3. BGP Hijack and Interception Attacks: The paper examines the feasibility of AS-level adversaries conducting BGP hijacks and interceptions to target specific Tor guard nodes. Historical data show past BGP hijack incidents involved prefixes containing Tor relays, confirming the threat's realism. Moreover, the researchers conducted a controlled BGP interception attack on the live Tor network, successfully demonstrating the ability to deanonymize users with a 90% accuracy rate.

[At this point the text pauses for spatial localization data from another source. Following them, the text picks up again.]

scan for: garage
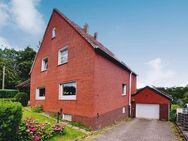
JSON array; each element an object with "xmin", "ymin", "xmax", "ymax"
[
  {"xmin": 136, "ymin": 104, "xmax": 159, "ymax": 119},
  {"xmin": 131, "ymin": 86, "xmax": 172, "ymax": 121}
]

Implications and Future Directions

The paper highlights significant implications for the privacy and security community. The demonstrated elevation in the threat level posed by AS-level adversaries necessitates redesigning anonymity systems to consider Internet routing dynamics more explicitly. There are several directions for future research and practical defenses:

• Countermeasures: The authors propose countermeasures including monitoring frameworks that leverage BGP and traceroute data to detect anomalies, enhancing the security posture of Tor relays by advertising /24 prefixes to prevent specific prefix hijacks, and favoring geographically and topologically closer relays, which could reduce vulnerability to certain attacks.
• Secure Routing Protocols: There is a need for deploying secure routing protocols like those enhancing BGP security to prevent hijack and interception attacks, although this requires substantial buy-in across the Internet governance landscape.
• AS-aware Anonymity: Future anonymity systems should consider integrating AS-awareness into their path selection algorithms, potentially mitigating the efficacy of AS-level attacks.

Conclusion

The Raptor suite of attacks paints a compelling case for reevaluating how anonymity networks like Tor conceptualize trust and adversarial capabilities regarding Internet architecture. The paper provides a thorough analysis, backed by experimental validation, thus contributing a crucial understanding of the additional layers of risk introduced by BGP dynamics. It calls for the development and adoption of more resilient frameworks to preserve the anonymity Tor users depend on. Overall, while the current anonymity offerings remain robust, they must adapt continuously to the evolving threat landscape characterized by the ever-dynamic nature of Internet routing.